Just my opinion, best of luck!


----------



## waterman1971 (Apr 19, 2009)

bharling said:


> rather, it comes off about 12' from the back of the main taller portion of the house, so the part where it is tied into the lower portion of the house is actually about 15' out...kinda hard to explain. i just can't imagine the only way to get it not to leak is to rip off the entire roof of the lower portion of the house and tie it all in - there has got to be another way.

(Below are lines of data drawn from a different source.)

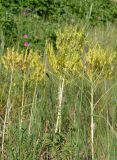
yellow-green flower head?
[85,45,115,79]
[2,49,44,81]
[1,48,22,70]
[46,26,85,78]
[22,51,44,81]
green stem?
[55,79,64,133]
[91,80,94,160]
[1,70,13,160]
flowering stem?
[91,80,94,160]
[55,79,64,133]
[28,82,37,136]
[1,69,13,160]
[19,76,25,131]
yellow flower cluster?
[85,45,115,80]
[2,49,44,81]
[1,48,22,71]
[46,26,85,78]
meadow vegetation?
[0,0,117,160]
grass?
[0,12,117,160]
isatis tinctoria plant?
[1,49,44,156]
[46,25,85,133]
[83,44,116,160]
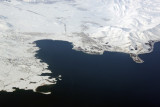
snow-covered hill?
[0,0,160,93]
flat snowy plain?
[0,0,160,92]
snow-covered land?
[0,0,160,91]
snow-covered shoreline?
[0,0,160,92]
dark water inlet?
[0,40,160,107]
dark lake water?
[0,40,160,107]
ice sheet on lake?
[0,0,160,91]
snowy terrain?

Not sure how everything ties in.

Perhaps you could do away with the shingles and put steel roofing on the low slope section.


----------



## tcleve4911 (Nov 6, 2010)

First question
Where is it leaking?

2nd question
Can you throw a ladder up there and take a pic for us?

3rd question
Has he been paid in full?


----------



## bharling (Mar 6, 2011)

Thank you for all the replies! Unfortunately, there is snow on the roof right now, so can't see anything, but maybe it will melt later today or tomorrow. So, maybe there is another type of shingle or maybe steel? wouldn't that have to go all the way to the top of the back half of the house roof so it is all one piece? It is leaking at the end of the original overhang - you can see where the soffit was removed so we could see where it was leaking? It is leaking from the beam at the left end of that small section where the sofffit is missing. not sure if that is clear. of course, he is already paid. The work was done in October...took weeks for him to come back the first time and now he keeps saying he will come by but doesn't. I think he removed the shingles from the back of the house as far up as he needed to go and then framed out what he needed to get the slope on top of that and then tarred the seam where the new plywood met the old roof and then re-shingled. I tried to attach an old picture of when he was putting it up - if it works, you can see originally, he did not come to the end of the house, but i made him change that.


----------



## bharling (Mar 6, 2011)

unfortunately, the file is to big to upload that prior photo.


----------



## waterman1971 (Apr 19, 2009)

Looks like it ties into the house siding on the left.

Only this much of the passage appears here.